Securing Markdown user content with Mozilla Bleach

Tutorials

Markdown is a common choice for rich text formatting due to its readability and ease-of-use. Unlike a lot of markup, it aims to match natural text. It’s even easy for beginner users, and there are WYSIWYG editors available.

We will be using the Python Markdown library to convert Markdown to HTML. Markdown doesn’t have a well-defined standard. The library aims to comply with what little is defined by the Markdown syntax specification, meaning that it is also often stricter than other parsers.

To convert Markdown to HTML:

from markdown import Markdown
md = Markdown(extensions=["fenced_code", "tables"], output_format="html5")
html = md.convert(source)

You can use another library to interpret Markdown, if you wish. The rest of the code will be dealing with the HTML output, so is independent of Markdown parsers.

Avoid XSS attacks

When allowing user submitted content, it’s important to sanitise it to avoid Cross-Site Scripting attacks (XSS). If you don’t sanitise user input, then an attacker will be able to add HTML tags to run JavaScript when other users view your website. This can be used to steal login credentials, run bitcoin mining malware, or deface your website. So not ideal.

Bleach, by Mozilla, is library to sanitised untrusted HTML. It works based on a whitelist of tags and their attributes. I have based my list on the mdx_bleach extension, which you could use directly with the markdown library - but I prefer to use the Bleach library directly after generating the HTML as dependencies have a tendency to break.

Another thing that Bleach does is safely linkify text - it can convert text resembling a URL into a link.

# List of allowed HTML tags
ALLOWED_TAGS = [
    "h1", "h2", "h3", "h4", "h5", "h6", "hr",
    "ul", "ol", "li", "p", "br",
    "pre", "code", "blockquote",
    "strong", "em", "a", "img", "b", "i",
    "table", "thead", "tbody", "tr", "th", "td",
]

# A map of HTML tags to allowed attributes
# If a tag isn't here, then no attributes are allowed
ALLOWED_ATTRIBUTES = {
    "h1": ["id"], "h2": ["id"], "h3": ["id"],  "h4": ["id"],
    "a": ["href", "title"],
    "img": ["src", "title", "alt"],
}

# Allowed protocols in links.
ALLOWED_PROTOCOLS = ["http", "https", "mailto"]

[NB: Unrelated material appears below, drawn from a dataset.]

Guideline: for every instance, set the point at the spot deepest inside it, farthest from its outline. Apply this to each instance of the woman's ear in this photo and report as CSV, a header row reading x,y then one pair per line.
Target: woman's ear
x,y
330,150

md = Markdown(output_format="html5")


def render_markdown(source):
    html = md.convert(source)

    cleaner = Cleaner(
            tags=ALLOWED_TAGS,
            attributes=ALLOWED_ATTRIBUTES,
            protocols=ALLOWED_PROTOCOLS,
            filters=[partial(LinkifyFilter, callbacks=bleach.linkifier.DEFAULT_CALLBACKS)])

    return cleaner.clean(html)

Supporting code highlighting

The CodeHilite extension for Python-Markdown uses Pygments to provide syntax highlighting. You can enable the extension by adding it to the extensions list.

md = Markdown(extensions=["fenced_code", "tables", "codehilite"], output_format="html5")

You will also need to provide the .css files for the style (demo) you choose. I ended up going with Darcula due to personal preference.

Bleach will strip attributes that aren’t whitelisted, including the class names needed by code highlighting. It’s important that you don’t just allow any class attribute values to be used, as this would allow malicious users to use any CSS class and deface your website. Instead, we will provide a function to the ALLOWED_ATTRIBUTES dictionary, which will check whether the provided values are allowed.

ALLOWED_TAGS = [
    # ...

    "div", "span",
]

ALLOWED_CSS_CLASSES = [
    "highlight", "codehilite",
    "hll", "c", "err", "g", "k", "l", "n", "o", "x", "p", "ch", "cm", "cp", "cpf", "c1", "cs",
    "gd", "ge", "gr", "gh", "gi", "go", "gp", "gs", "gu", "gt", "kc", "kd", "kn", "kp", "kr",
    "kt", "ld", "m", "s", "na", "nb", "nc", "no", "nd", "ni", "ne", "nf", "nl", "nn", "nx",
    "py", "nt", "nv", "ow", "w", "mb", "mf", "mh", "mi", "mo", "sa", "sb", "sc", "dl", "sd",
    "s2", "se", "sh", "si", "sx", "sr", "s1", "ss", "bp", "fm", "vc", "vg", "vi", "vm", "il",
]

def allow_class(_tag, name, value):
    return name == "class" and value in ALLOWED_CSS_CLASSES

ALLOWED_ATTRIBUTES = {
    # etc
    "code": allow_class,
    "div": allow_class,
    "span": allow_class,
}

md = Markdown(output_format="html5")

And there you are! You can now render untrusted user markdown safely, with code highlighting and linkify.